Shooting from the hip

The Texas Longhorns enter the season off an up-and-down finish to their last campaign. The Longhorns suffered back-to-back losses to Kansas State and Oklahoma, followed by a sluggish November that featured less-than-dominant performances in wins over Nebraska and Oklahoma State and a second straight loss to Texas A&M.

But something changed between the end of November and the late-December romp of Arizona State in the Holiday Bowl, and Texas coach Mack Brown has a pretty good idea of what it was.

“I had more answers than I had questions in the weeks leading up to the bowl game,” Brown said. “I didn’t ask for as many people’s opinion because I didn’t like the way we played a couple of games at the end. I just felt like it was time somebody stepped up, and so I did.

“There weren’t a lot of touchy-feely meetings that month, let’s put it that way. We weren’t ‘Kumbaya.’”

The man who coached the Longhorns to the 2005 national championship was just as straightforward in his thoughts on how to improve the Bowl Championship Series.

“I would find out the eight best teams at the end of the year,” Brown said. “We should find a better way to be able to determine those eight teams rather than coaches who feel pressure voting, and media members from different regions voting and computers voting. In the modern day, we should be able to figure out who the best eight teams in America are. Then I would leave the bowl system just like it is, then have a playoff for those eight teams to find out who the best team in the country is.

“I would like for the fans who get excited about the Final Four, excited about the NFL playoffs and excited about high school playoffs to have the same feeling about the BCS instead of just having two teams that might have won a conference with eight wins show up in a BCS game. I don’t like the rule that no more than two teams can go to the BCS from one conference. If there’s five teams in that conference that are the best in the country, then let them go, and then distribute the money wherever you need to.”

The Longhorns kick off the season Aug. 30 at home against Florida Atlantic.

A different perspective

First-year Texas A&M coach Mike Sherman also provided a change of pace for the annual press conference, if for no other reason than the difference between he and former Aggies coach Dennis Franchione.

After five years of the stoic and tight-lipped Franchione, the Massachusetts-tongued Sherman tells it like it is. Here were his thoughts Monday on:

n An incoming freshman: “He needs to lose some weight.”

n A returning defensive player: “He and I have butted heads.”

n And his offensive line: “It’s suspect.”

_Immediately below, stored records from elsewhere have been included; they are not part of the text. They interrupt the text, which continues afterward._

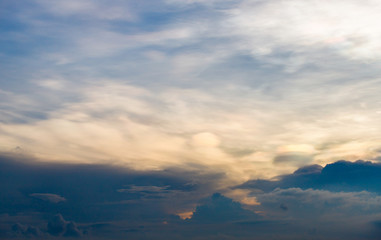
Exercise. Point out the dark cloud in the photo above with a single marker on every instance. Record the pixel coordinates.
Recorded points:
(338, 176)
(57, 225)
(54, 198)
(102, 202)
(219, 208)
(20, 230)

And Sherman, an A&M assistant in the mid-1990s and the head coach of the Green Bay Packers when they won the NFC North three straight years (2002-04), even passed along something new he’s learned since becoming the Aggies’ 28th head coach.

“I’ve heard just about every excuse for missing class that you could ever imagine,” Sherman said while laughing. “That didn’t surprise me, but it’s creativity like you can’t believe. And I have five kids of my own, so I thought I had heard all of the excuses in the world, but they’ve even gone beyond them. I just put them all in a book or on a power-point in a team meeting and I say, ‘I’ve already heard all of these excuses. Grandpa can only die one time.’”

The Sherman era at A&M begins Aug. 30 at home against Arkansas State.